Transfers into a custodial account are just like any other gift. You can
make annual gifts up to $11,000 in cash, securities or other property to
anyone without owing any federal gift tax and without filing a gift tax
return. If you are married, gifts can be considered to be half from you and
half from your spouse. This enables transfers up to $22,000 to be made.
However, a simple gift tax return may be required if you use this gift-
splitting technique. The annual $11,000 exclusion applies to each person
receiving the gift.
When the assets become the child's, any income the assets produce is taxed
to the child. The tax laws provide that the first $800 of investment income
from assets held in the child's name is tax free. The next $800 is taxed at
the child's tax rate (usually the lowest rate of 10%). Investment income
greater than $1600 is taxed at the parent's rate until the child reaches age
14. After age 14, the income is taxed at the child's rate.
Education IRAs
Education IRAs provide parents and others the opportunity to save for a
child's education expenses in a tax advantaged account. The new tax law (this
portion effective beginning in 2002) increases the annual limit from $500 to
$2000 for contributions to these accounts. There is also a new income limit
for those making the contributions. Married couples filing a joint tax return
can make a full $2000 contribution if their adjusted gross income is less
than $190,000; they can make a partial contribution if their AGI is between
$190,000 and $220,000; and no contribution if their income is above $220,000.
For single taxpayers, the limit is one half of those amounts.
Earnings within the account are tax deferred and withdrawals are not
subject to tax if they are used for qualified education expenses. The new law
expanded this definition to include expenses for elementary and high school
expenses. Withdrawals not used for qualified education expenses are subject
to regular income tax and a 10% penalty. Withdrawals must also be completed
before the child reaches age 30.
Education IRA accounts function like IRA accounts and are available from
most banks, credit unions, brokerage firms and mutual fund companies.
Investment options vary depending on the firm. Usually there is considerable
flexibility with "self-directed" type accounts.
Qualified Tuition (Section 529) Plans
These college savings plans are now offered by over 40 states and were also
enhanced by the 2001 tax law. While the plans are offered by the state, there
is no restriction on where the child attends college. It is expected that
many universities will soon start offering these plans. One potential
drawback is that there are usually limited investment options. It makes sense
to look at several states' programs to find one that offers the investment
choices you desire.
With a Section 529 Plan, there are no income limits on the donors and
contributions of up to $11,000 per year can be made. In addition, there are
special provisions to allow a "front-end loading" of up to five
years of contributions to be made without gift taxes.

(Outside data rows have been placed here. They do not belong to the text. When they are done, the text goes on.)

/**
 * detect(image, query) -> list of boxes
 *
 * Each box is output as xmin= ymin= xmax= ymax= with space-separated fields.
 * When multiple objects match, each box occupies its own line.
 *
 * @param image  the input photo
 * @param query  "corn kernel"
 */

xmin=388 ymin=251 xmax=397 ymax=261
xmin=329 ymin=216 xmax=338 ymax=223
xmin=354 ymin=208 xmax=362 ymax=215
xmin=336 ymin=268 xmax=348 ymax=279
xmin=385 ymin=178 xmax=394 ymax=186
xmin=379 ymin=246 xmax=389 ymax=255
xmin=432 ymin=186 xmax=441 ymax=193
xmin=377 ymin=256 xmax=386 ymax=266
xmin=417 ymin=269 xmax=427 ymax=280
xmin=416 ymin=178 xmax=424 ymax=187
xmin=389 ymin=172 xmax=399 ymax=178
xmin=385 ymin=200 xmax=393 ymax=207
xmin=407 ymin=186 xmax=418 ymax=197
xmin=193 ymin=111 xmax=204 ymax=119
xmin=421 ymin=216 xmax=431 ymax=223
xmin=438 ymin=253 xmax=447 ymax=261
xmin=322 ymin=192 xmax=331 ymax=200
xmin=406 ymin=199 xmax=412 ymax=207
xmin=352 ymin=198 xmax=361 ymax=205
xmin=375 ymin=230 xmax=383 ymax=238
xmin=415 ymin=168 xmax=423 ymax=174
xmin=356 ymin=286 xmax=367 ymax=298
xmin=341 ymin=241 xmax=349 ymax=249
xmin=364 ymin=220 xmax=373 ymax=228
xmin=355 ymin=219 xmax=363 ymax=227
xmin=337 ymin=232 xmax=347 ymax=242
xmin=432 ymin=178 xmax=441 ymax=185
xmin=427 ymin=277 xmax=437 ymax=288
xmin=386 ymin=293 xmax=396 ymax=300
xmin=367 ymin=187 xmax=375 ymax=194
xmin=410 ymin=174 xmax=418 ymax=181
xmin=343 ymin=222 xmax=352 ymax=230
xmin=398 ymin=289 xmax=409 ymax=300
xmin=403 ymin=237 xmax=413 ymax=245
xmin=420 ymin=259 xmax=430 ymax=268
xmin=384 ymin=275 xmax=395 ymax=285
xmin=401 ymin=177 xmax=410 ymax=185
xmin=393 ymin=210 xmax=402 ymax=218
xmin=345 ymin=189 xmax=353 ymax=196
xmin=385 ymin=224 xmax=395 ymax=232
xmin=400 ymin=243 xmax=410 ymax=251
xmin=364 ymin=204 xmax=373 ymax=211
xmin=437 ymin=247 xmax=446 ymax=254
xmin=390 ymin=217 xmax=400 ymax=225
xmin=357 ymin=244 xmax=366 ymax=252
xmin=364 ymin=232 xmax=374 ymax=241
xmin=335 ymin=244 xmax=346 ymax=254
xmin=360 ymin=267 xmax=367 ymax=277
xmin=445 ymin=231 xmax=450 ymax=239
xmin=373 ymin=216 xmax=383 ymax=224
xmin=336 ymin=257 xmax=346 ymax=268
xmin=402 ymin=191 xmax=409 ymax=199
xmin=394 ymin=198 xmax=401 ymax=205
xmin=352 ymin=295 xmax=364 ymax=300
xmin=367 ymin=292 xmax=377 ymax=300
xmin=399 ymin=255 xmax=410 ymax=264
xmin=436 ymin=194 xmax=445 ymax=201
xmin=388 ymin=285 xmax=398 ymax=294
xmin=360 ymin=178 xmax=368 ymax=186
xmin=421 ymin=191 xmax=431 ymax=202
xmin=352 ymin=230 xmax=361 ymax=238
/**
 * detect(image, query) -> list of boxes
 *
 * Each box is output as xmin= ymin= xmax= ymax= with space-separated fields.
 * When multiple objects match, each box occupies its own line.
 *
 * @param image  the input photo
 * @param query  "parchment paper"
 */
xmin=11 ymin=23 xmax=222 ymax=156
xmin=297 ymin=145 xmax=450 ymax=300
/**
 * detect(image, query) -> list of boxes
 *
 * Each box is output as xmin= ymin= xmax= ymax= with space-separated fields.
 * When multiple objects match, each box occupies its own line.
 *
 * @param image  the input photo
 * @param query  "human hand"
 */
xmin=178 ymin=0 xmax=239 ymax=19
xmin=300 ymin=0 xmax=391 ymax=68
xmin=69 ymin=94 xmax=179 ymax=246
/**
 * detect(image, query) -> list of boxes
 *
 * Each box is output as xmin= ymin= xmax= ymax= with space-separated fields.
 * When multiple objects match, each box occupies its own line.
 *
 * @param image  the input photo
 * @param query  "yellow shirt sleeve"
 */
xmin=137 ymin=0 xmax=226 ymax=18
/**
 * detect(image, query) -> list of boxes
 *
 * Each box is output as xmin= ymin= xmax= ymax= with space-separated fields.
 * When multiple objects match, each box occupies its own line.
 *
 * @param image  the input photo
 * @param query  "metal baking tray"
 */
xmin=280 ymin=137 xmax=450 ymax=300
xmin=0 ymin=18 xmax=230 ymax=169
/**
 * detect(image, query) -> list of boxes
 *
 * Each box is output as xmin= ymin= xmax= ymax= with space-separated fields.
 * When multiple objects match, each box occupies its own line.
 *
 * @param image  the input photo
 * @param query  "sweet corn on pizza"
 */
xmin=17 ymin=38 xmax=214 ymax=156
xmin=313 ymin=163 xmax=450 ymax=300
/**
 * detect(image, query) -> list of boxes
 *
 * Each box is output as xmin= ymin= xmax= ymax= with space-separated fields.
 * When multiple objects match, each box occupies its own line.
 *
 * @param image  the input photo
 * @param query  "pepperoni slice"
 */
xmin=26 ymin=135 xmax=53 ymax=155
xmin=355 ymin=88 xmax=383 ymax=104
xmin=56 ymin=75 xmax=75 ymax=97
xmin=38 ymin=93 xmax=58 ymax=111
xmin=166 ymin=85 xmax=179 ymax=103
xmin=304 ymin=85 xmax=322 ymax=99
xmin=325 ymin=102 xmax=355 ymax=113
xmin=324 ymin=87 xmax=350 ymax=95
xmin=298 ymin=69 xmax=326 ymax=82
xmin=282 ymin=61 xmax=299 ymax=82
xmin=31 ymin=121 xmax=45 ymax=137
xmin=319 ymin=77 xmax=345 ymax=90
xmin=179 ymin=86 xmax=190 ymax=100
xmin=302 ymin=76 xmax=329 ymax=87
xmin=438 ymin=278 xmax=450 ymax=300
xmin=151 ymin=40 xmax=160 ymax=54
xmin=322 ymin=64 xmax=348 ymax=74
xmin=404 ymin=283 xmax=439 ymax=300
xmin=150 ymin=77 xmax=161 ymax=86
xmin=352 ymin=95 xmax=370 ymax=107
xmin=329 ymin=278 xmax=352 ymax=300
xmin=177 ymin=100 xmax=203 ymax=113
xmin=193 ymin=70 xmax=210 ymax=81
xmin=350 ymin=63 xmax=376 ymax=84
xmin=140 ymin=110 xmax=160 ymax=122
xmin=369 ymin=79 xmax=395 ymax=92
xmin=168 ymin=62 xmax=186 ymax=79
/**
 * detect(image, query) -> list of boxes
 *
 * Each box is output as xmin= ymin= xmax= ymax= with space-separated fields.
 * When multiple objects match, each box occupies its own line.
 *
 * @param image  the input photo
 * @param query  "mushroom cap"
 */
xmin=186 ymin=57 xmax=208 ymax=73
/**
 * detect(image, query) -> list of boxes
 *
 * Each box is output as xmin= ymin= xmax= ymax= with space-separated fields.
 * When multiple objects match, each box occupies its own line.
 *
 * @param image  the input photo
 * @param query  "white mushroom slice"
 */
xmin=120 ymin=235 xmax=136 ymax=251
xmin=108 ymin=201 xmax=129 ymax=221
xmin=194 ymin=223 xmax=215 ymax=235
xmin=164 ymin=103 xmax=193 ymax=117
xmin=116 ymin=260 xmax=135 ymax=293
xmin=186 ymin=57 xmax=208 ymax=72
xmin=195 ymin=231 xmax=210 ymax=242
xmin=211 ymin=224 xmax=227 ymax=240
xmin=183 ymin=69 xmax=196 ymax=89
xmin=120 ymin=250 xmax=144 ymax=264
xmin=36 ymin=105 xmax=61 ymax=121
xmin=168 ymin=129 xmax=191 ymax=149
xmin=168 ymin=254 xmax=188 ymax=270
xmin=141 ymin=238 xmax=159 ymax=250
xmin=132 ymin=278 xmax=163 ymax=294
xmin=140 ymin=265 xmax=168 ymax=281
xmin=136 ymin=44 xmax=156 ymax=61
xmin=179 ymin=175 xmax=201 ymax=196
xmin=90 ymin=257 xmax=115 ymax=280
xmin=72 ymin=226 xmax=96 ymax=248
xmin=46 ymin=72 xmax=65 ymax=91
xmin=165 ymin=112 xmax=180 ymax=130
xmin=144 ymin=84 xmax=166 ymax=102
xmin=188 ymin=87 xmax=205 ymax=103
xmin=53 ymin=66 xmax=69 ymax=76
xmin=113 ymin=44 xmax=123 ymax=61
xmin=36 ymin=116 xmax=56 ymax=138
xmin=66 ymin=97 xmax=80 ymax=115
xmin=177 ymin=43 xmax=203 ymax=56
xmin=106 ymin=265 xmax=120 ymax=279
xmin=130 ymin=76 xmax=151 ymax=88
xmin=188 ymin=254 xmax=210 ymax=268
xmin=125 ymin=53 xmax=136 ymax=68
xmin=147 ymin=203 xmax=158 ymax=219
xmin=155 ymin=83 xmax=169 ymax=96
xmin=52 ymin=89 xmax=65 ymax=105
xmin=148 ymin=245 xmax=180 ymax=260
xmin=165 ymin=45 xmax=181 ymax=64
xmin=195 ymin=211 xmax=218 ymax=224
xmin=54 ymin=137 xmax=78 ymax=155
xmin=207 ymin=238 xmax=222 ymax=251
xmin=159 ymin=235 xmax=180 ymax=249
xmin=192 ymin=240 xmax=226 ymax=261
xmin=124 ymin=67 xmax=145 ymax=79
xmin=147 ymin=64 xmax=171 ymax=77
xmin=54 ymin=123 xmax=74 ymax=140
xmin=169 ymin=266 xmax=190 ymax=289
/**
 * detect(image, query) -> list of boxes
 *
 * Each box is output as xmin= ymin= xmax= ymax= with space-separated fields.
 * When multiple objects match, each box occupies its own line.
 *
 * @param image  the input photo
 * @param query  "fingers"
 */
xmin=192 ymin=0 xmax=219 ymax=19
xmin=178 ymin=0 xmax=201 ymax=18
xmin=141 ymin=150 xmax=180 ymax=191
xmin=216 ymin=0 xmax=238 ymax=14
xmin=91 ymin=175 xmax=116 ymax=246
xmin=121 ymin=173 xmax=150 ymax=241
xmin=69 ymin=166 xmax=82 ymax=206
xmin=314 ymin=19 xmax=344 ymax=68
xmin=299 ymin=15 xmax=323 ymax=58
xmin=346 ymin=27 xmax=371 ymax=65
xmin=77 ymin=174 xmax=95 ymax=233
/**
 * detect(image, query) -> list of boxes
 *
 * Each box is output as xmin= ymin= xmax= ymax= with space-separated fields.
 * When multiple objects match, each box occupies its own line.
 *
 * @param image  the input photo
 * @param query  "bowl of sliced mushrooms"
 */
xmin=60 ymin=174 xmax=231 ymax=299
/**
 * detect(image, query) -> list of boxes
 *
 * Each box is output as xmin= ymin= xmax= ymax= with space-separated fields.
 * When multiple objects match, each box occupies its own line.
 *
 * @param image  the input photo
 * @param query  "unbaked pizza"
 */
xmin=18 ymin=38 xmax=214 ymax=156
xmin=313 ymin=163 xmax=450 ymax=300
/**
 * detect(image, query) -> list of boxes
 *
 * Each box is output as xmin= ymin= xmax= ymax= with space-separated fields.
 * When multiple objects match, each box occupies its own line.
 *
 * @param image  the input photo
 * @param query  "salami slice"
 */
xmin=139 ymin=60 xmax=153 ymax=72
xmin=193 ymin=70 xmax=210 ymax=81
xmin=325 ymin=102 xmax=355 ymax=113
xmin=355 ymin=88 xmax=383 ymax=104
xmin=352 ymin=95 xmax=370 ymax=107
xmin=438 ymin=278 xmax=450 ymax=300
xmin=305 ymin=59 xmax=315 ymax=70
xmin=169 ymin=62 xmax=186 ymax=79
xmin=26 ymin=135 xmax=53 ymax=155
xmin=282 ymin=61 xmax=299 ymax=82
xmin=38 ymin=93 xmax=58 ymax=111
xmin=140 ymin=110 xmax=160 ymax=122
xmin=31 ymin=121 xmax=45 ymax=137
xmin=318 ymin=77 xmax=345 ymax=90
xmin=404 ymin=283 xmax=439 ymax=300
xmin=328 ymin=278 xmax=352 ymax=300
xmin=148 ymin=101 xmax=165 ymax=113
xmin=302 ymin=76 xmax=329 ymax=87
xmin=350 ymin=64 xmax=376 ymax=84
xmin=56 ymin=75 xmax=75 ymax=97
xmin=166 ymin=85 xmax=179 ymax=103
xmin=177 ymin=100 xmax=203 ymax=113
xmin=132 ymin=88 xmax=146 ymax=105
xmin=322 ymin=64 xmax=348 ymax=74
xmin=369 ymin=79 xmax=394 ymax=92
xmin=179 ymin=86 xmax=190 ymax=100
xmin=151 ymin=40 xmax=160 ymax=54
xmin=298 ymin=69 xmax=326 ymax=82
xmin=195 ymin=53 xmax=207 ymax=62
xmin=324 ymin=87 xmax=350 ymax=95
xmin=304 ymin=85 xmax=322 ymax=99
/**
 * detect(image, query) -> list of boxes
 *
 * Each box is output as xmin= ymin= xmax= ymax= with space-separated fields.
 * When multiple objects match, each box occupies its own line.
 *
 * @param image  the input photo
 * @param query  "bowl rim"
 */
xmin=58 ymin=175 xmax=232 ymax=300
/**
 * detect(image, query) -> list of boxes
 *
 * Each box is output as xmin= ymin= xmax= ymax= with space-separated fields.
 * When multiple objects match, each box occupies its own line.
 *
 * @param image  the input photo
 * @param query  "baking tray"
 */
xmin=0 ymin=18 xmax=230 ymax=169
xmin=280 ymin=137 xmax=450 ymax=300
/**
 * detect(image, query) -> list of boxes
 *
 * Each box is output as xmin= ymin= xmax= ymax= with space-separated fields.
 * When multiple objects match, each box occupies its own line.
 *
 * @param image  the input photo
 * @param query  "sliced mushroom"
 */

The big change made by the new tax law is that beginning in 2002
withdrawals used for qualified educational purposes are excluded from federal
income taxation. The law also loosened what institutions qualify, but there
are still some limitations.
Summary
Custodial accounts offer the greatest flexibility in terms of how the money
is ultimately used. However, they lack the tax benefits of the other
programs.
Education IRAs offer the greatest flexibility in terms of how the money is
used for education. However, there are limits on the income of the donors and
the annual contribution limit is $2000.
Section 529 Plans offer the highest contribution limits without income
limits on the donors. However, in many cases the investment options may be
limited.
As with most financial decisions, you must consider what you are trying to
accomplish. Be mindful of the tax implications and choose the one (or
combination) that best fits your situation.